Deut. 30:19 Choose Life
I was three when I wandered away from my parents. It was a warm sun drenched Sunday afternoon. Throngs of people were lying on their blankets or romping in the ocean. It was post WW2 Long Beach. Naval war ships were seen everywhere. I gently took my first venture at wading into the ocean. I was up to my knees when the white water from the breaking wave hit me. It knocked me on my bottom. As it retreated, it took me with it. More on that in just a moment.
On the average approximately 300 people drown every day in America. 25% of those are ages 1 to 14.
At the moment I started going out with the force of the subsiding wave, I remember standing up and running against the pull of the wave pushing out to sea. I just barely reached the dry sand. I was lucky that day; also, the averages were with me. Statistically, there was a one in five chance I would have drowned that day.
However, the math was a strong indicator I probably would have survived. And I did.
I was in my mid-thirties when I went on a scuba diving adventure with friends to the Sea of Cortez in Baja Mexico. On the last day, I remember diving down about sixty feet when a shadow passed over me. I looked up, and a giant gray whale was passing directly over me. I was in awe and scared witless simultaneously. As quickly as the whale appeared, it was gone. I felt I had avoided being eaten by the whale.
I looked up the statistics of the number of humans who had been killed by whales while diving. The number stunned me. It was zero. I couldn’t believe it. Surely there must have been at least one person who had met a tragic end. Nope, goose egg.
I had always considered myself to be a person who found himself in overly risky situations. I also believed that Providence was looking over me blessing me with good fortune to weather the dangers I faced.
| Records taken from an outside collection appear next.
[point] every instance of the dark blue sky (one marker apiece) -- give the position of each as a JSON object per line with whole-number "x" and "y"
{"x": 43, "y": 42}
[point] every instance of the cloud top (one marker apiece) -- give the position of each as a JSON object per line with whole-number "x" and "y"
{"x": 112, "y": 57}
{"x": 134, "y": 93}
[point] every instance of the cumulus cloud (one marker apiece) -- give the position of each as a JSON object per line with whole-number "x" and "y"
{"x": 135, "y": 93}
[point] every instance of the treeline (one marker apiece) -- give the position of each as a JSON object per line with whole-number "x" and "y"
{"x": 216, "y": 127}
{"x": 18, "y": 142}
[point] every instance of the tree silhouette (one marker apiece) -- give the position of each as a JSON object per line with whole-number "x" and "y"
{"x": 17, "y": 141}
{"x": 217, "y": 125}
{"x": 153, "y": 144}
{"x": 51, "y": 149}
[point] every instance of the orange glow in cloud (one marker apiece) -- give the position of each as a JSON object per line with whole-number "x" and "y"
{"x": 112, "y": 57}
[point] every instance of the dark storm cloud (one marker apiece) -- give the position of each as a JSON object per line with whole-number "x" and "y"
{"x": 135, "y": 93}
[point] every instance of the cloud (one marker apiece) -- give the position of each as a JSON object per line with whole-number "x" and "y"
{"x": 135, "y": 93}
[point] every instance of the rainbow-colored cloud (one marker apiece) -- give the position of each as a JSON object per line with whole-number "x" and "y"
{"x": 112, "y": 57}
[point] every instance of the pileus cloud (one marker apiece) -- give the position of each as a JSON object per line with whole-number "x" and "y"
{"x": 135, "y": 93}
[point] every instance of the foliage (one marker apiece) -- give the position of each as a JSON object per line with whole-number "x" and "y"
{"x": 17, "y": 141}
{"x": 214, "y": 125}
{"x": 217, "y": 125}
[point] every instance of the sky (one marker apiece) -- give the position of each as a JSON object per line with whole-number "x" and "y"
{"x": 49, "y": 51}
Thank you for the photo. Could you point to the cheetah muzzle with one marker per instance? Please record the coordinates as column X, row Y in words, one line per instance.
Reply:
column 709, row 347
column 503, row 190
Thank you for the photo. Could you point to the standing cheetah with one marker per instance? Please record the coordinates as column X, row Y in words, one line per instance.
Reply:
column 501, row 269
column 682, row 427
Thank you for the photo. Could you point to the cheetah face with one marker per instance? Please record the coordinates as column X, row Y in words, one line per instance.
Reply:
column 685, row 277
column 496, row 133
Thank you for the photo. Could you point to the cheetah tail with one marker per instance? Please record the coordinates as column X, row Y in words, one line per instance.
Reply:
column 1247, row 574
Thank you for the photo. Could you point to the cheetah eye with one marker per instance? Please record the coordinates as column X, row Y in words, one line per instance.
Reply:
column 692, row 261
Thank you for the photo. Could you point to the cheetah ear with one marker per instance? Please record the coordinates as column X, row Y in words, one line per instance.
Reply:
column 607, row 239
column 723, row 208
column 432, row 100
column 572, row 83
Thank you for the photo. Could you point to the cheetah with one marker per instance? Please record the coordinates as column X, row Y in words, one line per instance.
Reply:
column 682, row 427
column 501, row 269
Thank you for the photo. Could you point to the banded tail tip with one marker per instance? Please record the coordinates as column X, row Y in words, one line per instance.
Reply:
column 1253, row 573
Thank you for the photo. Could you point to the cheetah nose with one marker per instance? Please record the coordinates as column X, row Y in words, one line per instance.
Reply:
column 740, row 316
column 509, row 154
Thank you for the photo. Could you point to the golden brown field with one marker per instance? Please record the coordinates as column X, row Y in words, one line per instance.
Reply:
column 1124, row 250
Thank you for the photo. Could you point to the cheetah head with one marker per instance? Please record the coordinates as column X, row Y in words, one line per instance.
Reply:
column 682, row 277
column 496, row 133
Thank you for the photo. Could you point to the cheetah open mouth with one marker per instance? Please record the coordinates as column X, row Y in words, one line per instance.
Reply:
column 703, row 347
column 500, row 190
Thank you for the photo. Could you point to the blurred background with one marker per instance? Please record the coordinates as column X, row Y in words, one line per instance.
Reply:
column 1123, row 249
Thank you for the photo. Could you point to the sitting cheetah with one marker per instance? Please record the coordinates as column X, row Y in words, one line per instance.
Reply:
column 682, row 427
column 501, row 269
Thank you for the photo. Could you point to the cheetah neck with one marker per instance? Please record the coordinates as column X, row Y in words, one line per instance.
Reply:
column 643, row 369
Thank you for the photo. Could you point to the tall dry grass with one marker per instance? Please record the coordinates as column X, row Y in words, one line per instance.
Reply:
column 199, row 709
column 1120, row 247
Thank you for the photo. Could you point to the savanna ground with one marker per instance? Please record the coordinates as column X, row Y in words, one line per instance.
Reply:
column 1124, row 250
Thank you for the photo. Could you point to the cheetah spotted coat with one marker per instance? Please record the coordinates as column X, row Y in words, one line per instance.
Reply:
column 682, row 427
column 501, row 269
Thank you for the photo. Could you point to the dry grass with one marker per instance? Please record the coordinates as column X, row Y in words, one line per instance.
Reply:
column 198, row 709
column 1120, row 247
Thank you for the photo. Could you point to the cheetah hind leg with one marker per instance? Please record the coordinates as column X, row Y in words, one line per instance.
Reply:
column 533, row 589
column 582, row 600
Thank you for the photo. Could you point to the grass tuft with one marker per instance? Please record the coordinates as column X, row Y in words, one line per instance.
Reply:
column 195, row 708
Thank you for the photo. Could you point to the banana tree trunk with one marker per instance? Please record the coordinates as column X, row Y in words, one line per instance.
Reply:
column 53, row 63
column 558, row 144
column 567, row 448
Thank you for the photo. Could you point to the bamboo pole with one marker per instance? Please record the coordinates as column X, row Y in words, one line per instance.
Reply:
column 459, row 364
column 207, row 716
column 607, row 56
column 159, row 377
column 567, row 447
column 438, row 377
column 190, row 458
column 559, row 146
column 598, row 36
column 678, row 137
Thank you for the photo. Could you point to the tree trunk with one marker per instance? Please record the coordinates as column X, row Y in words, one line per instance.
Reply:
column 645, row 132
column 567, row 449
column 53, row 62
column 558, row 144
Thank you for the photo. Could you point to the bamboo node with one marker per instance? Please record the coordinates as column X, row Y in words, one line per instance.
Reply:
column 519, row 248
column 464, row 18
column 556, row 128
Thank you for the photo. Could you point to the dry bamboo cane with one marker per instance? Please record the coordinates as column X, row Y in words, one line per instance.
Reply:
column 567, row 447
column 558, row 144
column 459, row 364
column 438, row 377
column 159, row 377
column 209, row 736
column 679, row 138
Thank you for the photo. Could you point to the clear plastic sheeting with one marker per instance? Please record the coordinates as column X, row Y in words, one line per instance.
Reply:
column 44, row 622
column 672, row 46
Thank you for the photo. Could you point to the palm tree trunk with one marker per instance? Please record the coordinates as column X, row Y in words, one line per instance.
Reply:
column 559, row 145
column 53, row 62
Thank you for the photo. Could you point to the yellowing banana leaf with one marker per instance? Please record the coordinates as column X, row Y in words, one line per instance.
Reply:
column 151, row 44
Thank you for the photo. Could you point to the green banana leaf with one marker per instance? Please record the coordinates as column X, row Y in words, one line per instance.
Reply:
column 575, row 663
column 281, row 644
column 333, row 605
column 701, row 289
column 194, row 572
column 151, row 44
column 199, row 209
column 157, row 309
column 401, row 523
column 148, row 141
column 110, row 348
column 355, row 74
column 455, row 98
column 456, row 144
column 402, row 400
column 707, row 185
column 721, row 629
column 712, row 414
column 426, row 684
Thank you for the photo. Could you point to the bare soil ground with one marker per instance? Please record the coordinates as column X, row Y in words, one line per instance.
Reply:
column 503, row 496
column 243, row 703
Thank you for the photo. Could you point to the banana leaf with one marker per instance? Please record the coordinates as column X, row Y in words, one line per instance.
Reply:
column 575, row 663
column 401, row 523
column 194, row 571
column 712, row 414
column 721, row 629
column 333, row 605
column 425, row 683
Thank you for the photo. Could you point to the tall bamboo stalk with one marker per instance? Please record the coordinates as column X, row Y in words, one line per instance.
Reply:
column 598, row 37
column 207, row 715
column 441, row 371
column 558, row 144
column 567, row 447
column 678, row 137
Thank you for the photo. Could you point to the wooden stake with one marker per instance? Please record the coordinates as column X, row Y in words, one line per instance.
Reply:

But, with the two above dramatic examples, I started toying with the idea that once humans are born, they are meant to survive. Evolution didn’t roll us out to die every time a possible dangerous situation confronts us.
But there’s one more example that’s pretty shocking. My biological father died when he was 48. My mother died when she was 58. Research says there is a definite link between your parents ages at death and how long you as their biological offspring will live. Well, I’m 74. In this instance the math didn’t go in my favor. I bucked the trend.
So, I sat back and analyzed my life. On the one hand, for as much danger I experienced, the data says I would more than likely not be killed or seriously injured. On the other hand, the data suggests that I definitely should not have lasted as long as I have.
What does this say about my situation? Not really a lot. Here are a couple of possibilities:
1. The data is stating the obvious in the first two instances: humans are built to last. Drowning as a small child is possible, but definitely not probable. A baby’s body and its surrounding environment have adapted to each other over thousands of years of adaptation. In the case of the whale scare, it’s incredulous. There is no data that I can find that it has ever happened, at least in the Sea of Cortez. If the ocean can’t kill you, and the world’s largest monster can’t, anything between those two powerful entities probably won’t either.
2. In the third example. I went against the trend, but I’m not alone in this regard. Additional studies show that most trend studies don’t work when compared against each individual life. Trends show group tendencies but fall short when comparing those trends against individual lives.
So, what do I conclude from all this? I’m alive, not because I’ve been lucky in life, but because most all of us live, because we are meant to live. Break it out, sing a song. We’re meant to be here, and meant to live life to the fullest.